Self-reflection is a useful and intriguing exercise. Something that coaching should trigger. So writing about how I got into coaching is an opportunity for a bit of my own personal reflection and insight. Why do I coach and how did it all get started?

I first became aware of coaching as a practice when working at Henley Business School in the early 2000s. It was a new and young discipline at that time, and I was fortunate enough to know and work with Dr Patricia Bossons who first introduced coaching at Henley. Alongside Patricia worked others in her team (notably the wonderful Alison Hardingham and Denis Sartain) and I noticed a few things about these people. First that they appeared to me to be very grounded, in control of their own feelings and responses and very effective communicators. They radiated serenity and were clearly comfortable in their own skins. There had to be something in this thing called coaching! I explored it more and in 2010 took the Henley Professional Certificate in Coaching course to learn and develop my knowledge and skills.

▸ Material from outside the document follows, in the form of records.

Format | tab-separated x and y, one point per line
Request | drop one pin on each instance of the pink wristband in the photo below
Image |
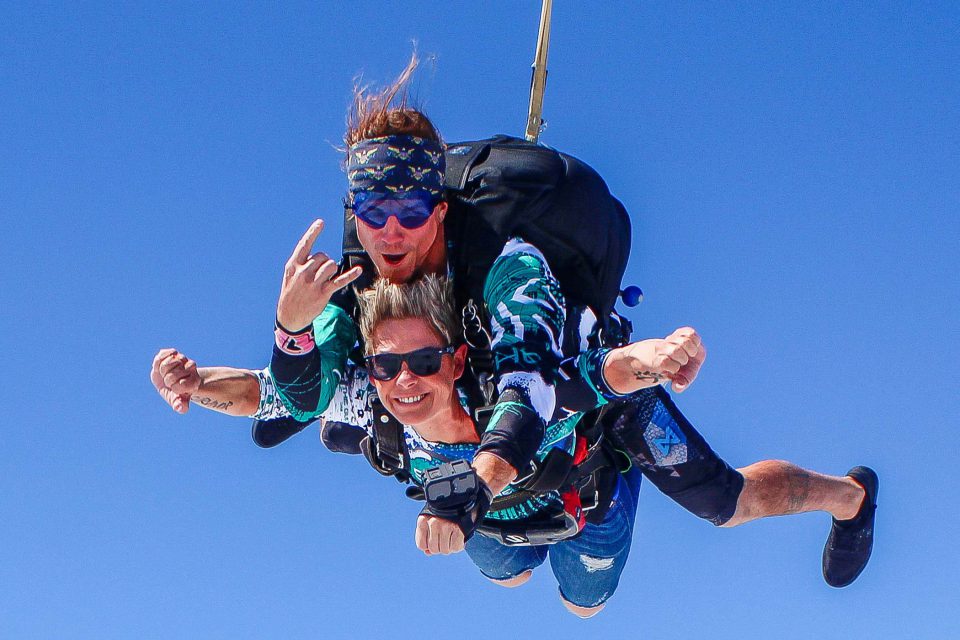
295	344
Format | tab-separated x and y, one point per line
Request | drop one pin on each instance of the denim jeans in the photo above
587	567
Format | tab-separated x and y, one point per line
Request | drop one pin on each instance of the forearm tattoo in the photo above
648	376
210	403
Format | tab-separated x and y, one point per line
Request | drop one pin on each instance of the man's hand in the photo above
308	282
438	536
175	377
677	358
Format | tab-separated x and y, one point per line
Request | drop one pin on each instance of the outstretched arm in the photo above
228	390
639	365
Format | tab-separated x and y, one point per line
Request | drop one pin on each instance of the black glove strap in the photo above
465	509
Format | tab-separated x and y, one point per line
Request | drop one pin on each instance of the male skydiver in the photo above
414	357
395	175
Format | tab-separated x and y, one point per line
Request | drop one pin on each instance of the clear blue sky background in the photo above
792	173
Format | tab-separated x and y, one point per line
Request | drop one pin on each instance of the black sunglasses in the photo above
422	362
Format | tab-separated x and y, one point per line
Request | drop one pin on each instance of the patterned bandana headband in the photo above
396	164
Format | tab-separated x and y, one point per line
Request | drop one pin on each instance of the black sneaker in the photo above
851	541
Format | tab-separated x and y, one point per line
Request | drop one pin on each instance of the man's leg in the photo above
655	436
776	488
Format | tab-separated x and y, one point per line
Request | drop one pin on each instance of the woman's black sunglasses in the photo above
422	362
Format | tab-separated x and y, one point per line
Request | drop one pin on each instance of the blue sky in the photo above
792	173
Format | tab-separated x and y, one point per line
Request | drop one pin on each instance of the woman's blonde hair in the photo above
429	298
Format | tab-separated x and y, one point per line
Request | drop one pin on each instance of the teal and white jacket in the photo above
349	404
527	313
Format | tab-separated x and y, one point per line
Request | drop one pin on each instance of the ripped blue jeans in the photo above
587	567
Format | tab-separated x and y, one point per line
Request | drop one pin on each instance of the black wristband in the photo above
454	501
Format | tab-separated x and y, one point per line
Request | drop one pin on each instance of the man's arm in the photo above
312	338
639	365
228	390
595	377
527	312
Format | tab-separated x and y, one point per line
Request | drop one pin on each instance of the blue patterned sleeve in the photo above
307	382
527	312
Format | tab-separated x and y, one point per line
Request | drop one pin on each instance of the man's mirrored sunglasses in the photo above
422	362
412	210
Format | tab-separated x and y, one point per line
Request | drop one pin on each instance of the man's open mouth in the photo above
412	399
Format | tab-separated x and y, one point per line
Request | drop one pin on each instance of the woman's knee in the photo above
582	612
515	581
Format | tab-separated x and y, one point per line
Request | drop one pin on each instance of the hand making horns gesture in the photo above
309	280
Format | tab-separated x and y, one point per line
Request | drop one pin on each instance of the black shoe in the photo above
851	541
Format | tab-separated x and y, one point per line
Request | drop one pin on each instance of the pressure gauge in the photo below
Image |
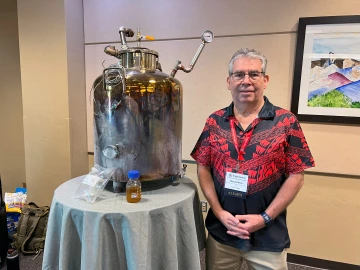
207	36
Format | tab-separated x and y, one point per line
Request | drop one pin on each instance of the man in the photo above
251	157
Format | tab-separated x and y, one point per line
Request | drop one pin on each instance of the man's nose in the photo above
246	79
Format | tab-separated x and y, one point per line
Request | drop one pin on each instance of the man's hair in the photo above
248	53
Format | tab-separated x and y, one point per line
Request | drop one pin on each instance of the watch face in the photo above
207	36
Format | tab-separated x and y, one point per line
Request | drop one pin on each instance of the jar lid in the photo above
134	174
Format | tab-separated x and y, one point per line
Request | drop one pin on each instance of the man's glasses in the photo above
240	76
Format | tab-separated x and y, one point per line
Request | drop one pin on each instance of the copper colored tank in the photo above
138	115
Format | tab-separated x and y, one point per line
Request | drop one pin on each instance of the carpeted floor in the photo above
26	263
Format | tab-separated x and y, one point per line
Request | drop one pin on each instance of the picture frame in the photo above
326	83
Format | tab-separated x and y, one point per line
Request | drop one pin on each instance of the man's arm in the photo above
208	188
282	200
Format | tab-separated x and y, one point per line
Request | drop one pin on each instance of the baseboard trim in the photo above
319	263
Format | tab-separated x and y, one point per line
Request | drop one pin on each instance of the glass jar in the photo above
133	187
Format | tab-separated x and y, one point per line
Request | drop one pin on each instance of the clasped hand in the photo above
241	225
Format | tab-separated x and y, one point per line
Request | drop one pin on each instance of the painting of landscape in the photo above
335	72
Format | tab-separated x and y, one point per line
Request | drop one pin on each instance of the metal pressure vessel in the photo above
138	114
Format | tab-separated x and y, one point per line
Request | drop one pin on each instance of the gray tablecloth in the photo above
165	230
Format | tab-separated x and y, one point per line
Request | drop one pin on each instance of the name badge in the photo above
236	185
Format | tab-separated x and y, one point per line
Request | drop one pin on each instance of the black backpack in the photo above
31	230
4	240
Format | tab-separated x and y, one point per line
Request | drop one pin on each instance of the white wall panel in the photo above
166	19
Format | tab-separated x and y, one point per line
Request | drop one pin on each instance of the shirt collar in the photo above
267	111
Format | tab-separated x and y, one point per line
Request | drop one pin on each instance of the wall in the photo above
327	203
12	158
53	90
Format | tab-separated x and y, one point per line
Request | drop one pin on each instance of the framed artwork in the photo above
326	86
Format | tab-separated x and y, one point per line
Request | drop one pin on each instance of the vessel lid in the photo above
133	174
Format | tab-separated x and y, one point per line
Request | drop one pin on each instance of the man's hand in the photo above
232	224
248	223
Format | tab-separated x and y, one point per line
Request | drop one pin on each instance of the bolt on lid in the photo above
133	174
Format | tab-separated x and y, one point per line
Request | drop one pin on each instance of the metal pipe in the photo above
207	37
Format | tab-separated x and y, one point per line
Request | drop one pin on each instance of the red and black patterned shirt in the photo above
277	148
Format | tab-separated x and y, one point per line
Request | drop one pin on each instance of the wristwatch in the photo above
268	220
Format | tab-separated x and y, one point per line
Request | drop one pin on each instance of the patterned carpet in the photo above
26	263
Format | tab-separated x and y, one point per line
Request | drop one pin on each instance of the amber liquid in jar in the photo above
133	194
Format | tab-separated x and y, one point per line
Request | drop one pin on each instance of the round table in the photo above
165	230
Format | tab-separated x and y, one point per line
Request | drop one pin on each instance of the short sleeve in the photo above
202	150
297	152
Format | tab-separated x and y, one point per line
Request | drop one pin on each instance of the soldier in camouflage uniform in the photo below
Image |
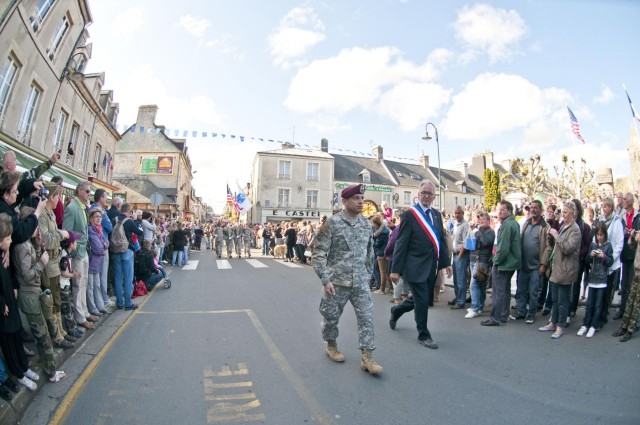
229	237
29	269
218	234
343	259
247	234
237	239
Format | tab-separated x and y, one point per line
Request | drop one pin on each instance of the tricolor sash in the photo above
427	226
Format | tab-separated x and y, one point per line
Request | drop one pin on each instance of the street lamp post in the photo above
427	137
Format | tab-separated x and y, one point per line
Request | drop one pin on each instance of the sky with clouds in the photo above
494	75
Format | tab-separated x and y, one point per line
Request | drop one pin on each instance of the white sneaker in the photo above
58	376
471	314
28	383
31	375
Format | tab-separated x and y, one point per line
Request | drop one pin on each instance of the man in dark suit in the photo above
419	253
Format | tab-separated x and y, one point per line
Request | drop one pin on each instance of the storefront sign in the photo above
370	187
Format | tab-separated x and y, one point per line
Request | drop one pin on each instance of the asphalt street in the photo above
239	341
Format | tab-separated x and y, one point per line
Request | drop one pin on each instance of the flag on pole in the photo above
230	198
575	127
244	204
633	110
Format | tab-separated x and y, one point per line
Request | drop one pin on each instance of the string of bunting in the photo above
204	134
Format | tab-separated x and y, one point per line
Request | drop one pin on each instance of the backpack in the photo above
118	242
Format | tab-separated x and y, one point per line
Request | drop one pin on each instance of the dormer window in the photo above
366	176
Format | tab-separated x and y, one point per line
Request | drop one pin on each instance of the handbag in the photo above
470	242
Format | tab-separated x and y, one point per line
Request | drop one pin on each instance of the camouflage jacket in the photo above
343	251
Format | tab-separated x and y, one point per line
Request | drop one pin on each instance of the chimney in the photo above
377	152
464	169
324	145
424	160
147	116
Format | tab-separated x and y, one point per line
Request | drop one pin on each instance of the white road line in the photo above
288	264
257	264
223	264
191	265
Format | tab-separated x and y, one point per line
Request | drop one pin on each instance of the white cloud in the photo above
194	25
297	32
128	22
375	79
496	103
492	31
605	96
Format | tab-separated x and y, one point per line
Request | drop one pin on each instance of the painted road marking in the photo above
219	387
191	265
289	264
257	264
223	264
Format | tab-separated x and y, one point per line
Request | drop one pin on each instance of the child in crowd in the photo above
600	258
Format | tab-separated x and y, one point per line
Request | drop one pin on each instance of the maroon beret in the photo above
348	192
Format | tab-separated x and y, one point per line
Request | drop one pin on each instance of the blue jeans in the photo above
478	295
527	292
123	272
594	308
460	277
178	253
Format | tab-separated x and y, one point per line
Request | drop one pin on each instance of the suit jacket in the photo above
414	256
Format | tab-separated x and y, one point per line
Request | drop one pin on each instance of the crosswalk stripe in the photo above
223	264
257	264
191	265
289	264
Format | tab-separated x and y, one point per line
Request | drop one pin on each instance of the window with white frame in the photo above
312	171
312	198
73	140
283	197
83	151
96	159
284	170
40	13
60	127
58	36
7	78
25	125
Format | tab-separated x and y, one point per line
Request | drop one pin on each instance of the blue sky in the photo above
490	75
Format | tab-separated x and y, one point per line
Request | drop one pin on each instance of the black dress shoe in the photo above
13	387
428	343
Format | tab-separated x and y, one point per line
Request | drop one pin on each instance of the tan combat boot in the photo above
333	352
367	363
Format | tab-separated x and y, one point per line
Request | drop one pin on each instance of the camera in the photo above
43	193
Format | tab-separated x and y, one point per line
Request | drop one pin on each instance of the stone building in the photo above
148	161
47	103
291	184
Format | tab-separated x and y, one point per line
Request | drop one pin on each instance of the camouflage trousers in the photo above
67	312
31	305
331	307
630	317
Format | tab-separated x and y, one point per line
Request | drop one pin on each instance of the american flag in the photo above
633	110
575	127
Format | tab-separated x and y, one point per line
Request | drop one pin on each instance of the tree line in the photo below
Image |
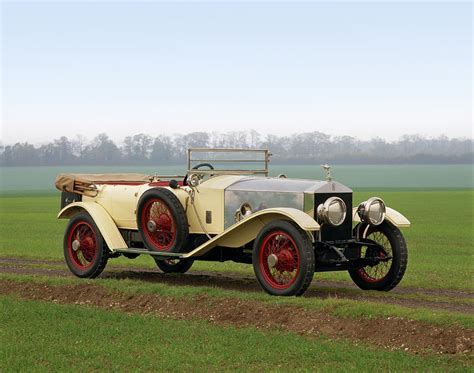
301	148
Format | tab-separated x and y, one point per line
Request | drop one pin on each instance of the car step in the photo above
149	252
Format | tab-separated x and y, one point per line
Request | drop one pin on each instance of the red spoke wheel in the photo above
174	265
386	274
84	249
162	221
283	258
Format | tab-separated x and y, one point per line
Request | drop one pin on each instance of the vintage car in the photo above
286	228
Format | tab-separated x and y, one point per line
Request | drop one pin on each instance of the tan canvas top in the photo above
86	183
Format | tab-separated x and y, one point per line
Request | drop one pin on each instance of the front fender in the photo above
102	219
391	215
247	229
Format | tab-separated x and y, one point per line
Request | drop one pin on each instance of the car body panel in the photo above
247	229
102	219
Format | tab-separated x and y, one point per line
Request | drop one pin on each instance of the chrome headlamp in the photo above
372	211
332	211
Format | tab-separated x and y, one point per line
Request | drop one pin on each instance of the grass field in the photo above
436	292
440	240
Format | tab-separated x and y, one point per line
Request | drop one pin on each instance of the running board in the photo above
149	252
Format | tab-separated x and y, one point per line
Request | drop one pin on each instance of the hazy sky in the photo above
363	69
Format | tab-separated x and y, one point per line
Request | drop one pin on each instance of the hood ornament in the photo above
327	169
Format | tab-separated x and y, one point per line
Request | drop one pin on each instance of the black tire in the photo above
171	230
385	275
292	251
174	265
85	251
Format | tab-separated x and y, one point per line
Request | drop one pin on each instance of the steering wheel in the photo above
197	167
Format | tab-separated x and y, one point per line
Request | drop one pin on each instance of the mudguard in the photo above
391	215
248	228
102	219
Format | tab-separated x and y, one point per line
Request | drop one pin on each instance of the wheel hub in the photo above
285	261
76	245
272	260
151	225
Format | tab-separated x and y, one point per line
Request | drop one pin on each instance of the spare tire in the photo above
162	221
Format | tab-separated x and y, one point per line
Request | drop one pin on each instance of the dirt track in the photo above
241	282
389	333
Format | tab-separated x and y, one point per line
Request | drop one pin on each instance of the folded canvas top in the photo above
86	183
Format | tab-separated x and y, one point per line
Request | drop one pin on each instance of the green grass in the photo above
347	308
440	240
37	336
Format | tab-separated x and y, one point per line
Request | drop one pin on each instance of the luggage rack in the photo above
259	158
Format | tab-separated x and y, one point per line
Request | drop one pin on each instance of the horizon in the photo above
359	69
120	141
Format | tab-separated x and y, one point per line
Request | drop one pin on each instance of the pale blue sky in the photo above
359	68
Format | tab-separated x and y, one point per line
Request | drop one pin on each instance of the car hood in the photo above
269	184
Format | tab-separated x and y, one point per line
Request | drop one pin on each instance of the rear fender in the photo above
102	219
247	229
391	215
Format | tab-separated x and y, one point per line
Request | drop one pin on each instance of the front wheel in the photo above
85	251
283	258
174	265
385	275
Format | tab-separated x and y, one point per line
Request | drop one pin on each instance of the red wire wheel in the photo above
162	221
84	249
384	275
279	259
283	258
82	245
379	272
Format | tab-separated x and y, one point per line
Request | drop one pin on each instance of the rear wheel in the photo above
162	221
283	259
387	274
84	248
174	265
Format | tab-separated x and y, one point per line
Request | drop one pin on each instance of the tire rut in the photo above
388	333
243	283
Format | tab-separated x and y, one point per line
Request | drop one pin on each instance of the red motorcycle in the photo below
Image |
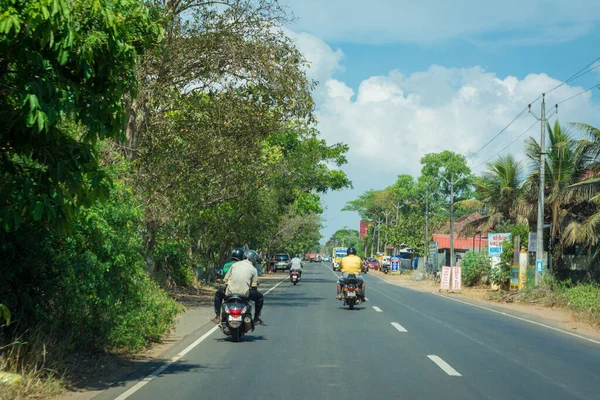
294	277
236	317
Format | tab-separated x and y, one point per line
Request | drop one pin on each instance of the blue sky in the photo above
399	79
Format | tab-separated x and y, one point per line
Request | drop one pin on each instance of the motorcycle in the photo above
294	277
351	292
236	317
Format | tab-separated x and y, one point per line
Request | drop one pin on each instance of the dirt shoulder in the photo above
561	318
93	373
90	374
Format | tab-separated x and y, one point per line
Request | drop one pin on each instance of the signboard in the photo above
456	278
495	241
532	245
433	255
363	229
395	263
445	282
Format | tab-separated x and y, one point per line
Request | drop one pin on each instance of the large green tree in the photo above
564	166
66	68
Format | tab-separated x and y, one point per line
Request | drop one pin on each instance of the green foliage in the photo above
476	266
172	261
66	70
92	283
585	298
5	314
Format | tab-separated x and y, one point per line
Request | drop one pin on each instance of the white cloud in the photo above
391	121
430	21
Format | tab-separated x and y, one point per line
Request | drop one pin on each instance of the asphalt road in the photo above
401	344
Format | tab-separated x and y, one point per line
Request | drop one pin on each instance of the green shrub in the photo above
90	284
584	298
476	266
171	259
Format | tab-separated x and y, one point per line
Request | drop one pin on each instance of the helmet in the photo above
252	256
237	254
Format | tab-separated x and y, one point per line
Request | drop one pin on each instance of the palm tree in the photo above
500	192
565	166
585	230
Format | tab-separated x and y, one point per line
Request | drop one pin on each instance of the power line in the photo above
507	146
499	133
576	75
578	94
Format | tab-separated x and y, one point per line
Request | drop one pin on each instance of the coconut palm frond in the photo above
470	204
591	131
586	189
584	233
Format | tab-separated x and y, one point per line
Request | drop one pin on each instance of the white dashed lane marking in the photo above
444	366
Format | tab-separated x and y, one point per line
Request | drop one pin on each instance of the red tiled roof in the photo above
461	223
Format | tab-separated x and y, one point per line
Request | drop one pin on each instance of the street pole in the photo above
425	242
387	213
379	221
452	182
539	253
452	219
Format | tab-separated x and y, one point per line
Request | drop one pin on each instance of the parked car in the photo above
282	261
373	263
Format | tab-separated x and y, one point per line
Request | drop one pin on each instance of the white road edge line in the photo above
523	319
399	327
176	358
444	366
501	313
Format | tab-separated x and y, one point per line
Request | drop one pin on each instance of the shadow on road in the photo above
248	338
126	371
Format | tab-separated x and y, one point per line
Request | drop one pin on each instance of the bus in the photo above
338	254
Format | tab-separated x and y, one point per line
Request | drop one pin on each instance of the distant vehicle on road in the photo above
282	261
373	263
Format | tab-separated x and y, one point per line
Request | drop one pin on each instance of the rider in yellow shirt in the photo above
351	264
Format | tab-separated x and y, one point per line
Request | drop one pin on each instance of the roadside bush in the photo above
90	284
585	298
476	266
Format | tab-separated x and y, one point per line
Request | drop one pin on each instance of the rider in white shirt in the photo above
296	265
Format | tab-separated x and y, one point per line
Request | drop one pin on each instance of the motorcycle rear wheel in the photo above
236	335
351	304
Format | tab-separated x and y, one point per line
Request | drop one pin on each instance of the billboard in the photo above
363	230
495	241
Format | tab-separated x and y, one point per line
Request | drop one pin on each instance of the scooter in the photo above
294	277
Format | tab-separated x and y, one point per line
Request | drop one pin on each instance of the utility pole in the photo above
387	214
425	241
379	221
539	253
452	219
452	182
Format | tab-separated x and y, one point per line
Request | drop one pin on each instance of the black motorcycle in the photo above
351	293
236	317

During my career at Henley I applied my coaching predominantly as a leadership skill while I held senior roles at the business school that required me to build and develop teams. Coaching is a process of working alongside someone, supporting that individual to progress and move forward and often make change happen. It is particularly helpful to individual performance development but also when building teams. During this time, I was responsible for leading a multi-cultural team overseas at a new university campus in Malaysia and was able to apply my coaching skills in what was a start-up situation. I used coaching in a number of ways – to support induction of new staff; performance development; dispute resolution; team building; as well as my interactions with other senior leaders.

By 2019 I was looking for a new focus in my life that would complement my work in business education and also leverage my coaching experience. I obtained my International Coaching Federation (ICF) accreditation and launched my own coaching practice with an objective to share my leadership experiences with others. I have a particular focus on coaching women in mid to senior level roles. This is because I have stood in their shoes and have personal experience of being a female leader. Now in 2022 I partner with my colleagues at Essentic HE to combine my coaching skills and senior HE leadership experience as a specialist offer.

I am a coach because I firmly believe in the effectiveness of coaching and the importance of supporting others. Coaching is now an accepted and much used developmental intervention that can be effective in both the corporate world, the professions such as academia, and in people’s personal lives. For leaders it provides the basis for self-reflection and personal insights that help us build our values and capabilities as we navigate change.